Дом, без Женьки зараставший паутиной, жалостно глядел замытыми полами, тусклыми окнами. Он был с печным отоплением, ветхий, с неровными углами. При редких посещениях Женькиных друзей старый довоенный домишко стеснялся самого себя, но больше – скандалов хозяйки: "Женька, где ты там, чёрт тебя побери?! Отнеси воды свиньям!". Отнесла. "Женька, подотри пол!" ¬– "Мама, можно потом, у меня гости" – "Никаких потом, подождут!". Дом сочувствовал сырым, сирым нутром.
Женька беспомощно окинула взглядом кухню – болезненный замкнутый круг!
– Мама, но ведь ты сама образованный человек, бывшая учительница. Я хочу учиться.
– Не то время – сейчас выживать надо, а не учиться, – швейная машинка опять наставительно заворчала.
Родители были напуганы постсоветским кризисом. Мать, учительница химии, ушла из школы, где платили копейки. Сделала всё, чтобы и муж, историк в той же школе, нашёл другую работу. Он, недолго думая, взял в аренду грузовик и занялся перевозками зерна, сена, песка, порою сидя за баранкой целыми днями.

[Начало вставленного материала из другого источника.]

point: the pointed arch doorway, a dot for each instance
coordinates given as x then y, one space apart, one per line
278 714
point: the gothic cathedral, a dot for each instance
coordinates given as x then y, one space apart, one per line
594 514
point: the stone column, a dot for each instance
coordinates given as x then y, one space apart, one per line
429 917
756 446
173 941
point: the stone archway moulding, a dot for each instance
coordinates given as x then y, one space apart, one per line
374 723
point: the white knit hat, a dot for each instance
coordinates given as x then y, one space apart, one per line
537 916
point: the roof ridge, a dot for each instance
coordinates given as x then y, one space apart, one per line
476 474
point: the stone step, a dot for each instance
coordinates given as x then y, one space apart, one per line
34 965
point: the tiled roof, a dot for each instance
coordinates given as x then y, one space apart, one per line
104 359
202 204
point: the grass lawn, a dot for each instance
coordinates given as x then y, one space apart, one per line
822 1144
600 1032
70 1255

Построили теплицу – огромную, не сразу обойдёшь; под строительство теплицы продали "Москвич". Через два года купили иномарку: Женька-школьница и мать не разгибались в теплице круглый год с утра до вечера. И зачем девочке быть студенткой? Когда учиться?..
…Вот Женькина комната с высокой этажеркой, полупустым шифоньером, кроватью и тумбочкой из плохонького спального гарнитура… Как страшно здесь бессонными зимними ночами одной (нет, нет, не одной – с плюшевым медведем, Митькой), на улице – буран, в посёлке авария, света не будет скорее всего несколько дней… В доме маленькие окошки, на них – давно не стиранный, штопанный тюль. Деньги в семье берегут, не тратят. Пришлось девчонке, кроме домашней работы в теплице, устроиться (через знакомого!) в типографию наборщицей, чтобы иметь возможность учиться, – дома скандал за скандалом. Мать ударила половой тряпкой по лицу. Отец вступился… за мать: "Женя, ты почему не можешь с матерью ладить?"

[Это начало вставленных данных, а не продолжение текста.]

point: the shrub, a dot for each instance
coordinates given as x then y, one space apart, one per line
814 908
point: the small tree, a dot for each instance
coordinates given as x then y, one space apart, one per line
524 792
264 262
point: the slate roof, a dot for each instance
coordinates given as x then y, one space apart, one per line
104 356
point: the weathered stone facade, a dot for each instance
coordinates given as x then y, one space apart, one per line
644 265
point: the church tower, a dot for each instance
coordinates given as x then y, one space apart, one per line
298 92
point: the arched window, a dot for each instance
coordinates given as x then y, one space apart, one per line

 Сердце болезненно ноет. У Митьки – лицо, мокрое от Жениных слёз, измятая шёрстка. Зовут его в честь Димы – эгоистичного молодого человека, многолетней Женькиной страсти. Она любила его, он тоже любил себя… "Ты всегда нервная, затравленная… А мне нравятся уверенные в себе девушки, таких хочется на руках носить!" – с высоты Диминого роста слова звучат веско и хлёстко.
   Вой ветра, а завтра с раннего утра Жене сквозь буран на работу: по занесённой снегом тропке полчаса пешком до остановки, затем – полтора часа маршруткой, до центра города. Девчонки приходят в типографию нарядные, подкрашенные, с уложенными волосами, не спешат, хохочут. Некоторые выходят из соседних многоэтажек не раньше, чем за десять  минут до начала работы. А Женька уставшая, подавленная, в сумке – Митя, ведь надо же к кому-то прижаться, если станет совсем худо…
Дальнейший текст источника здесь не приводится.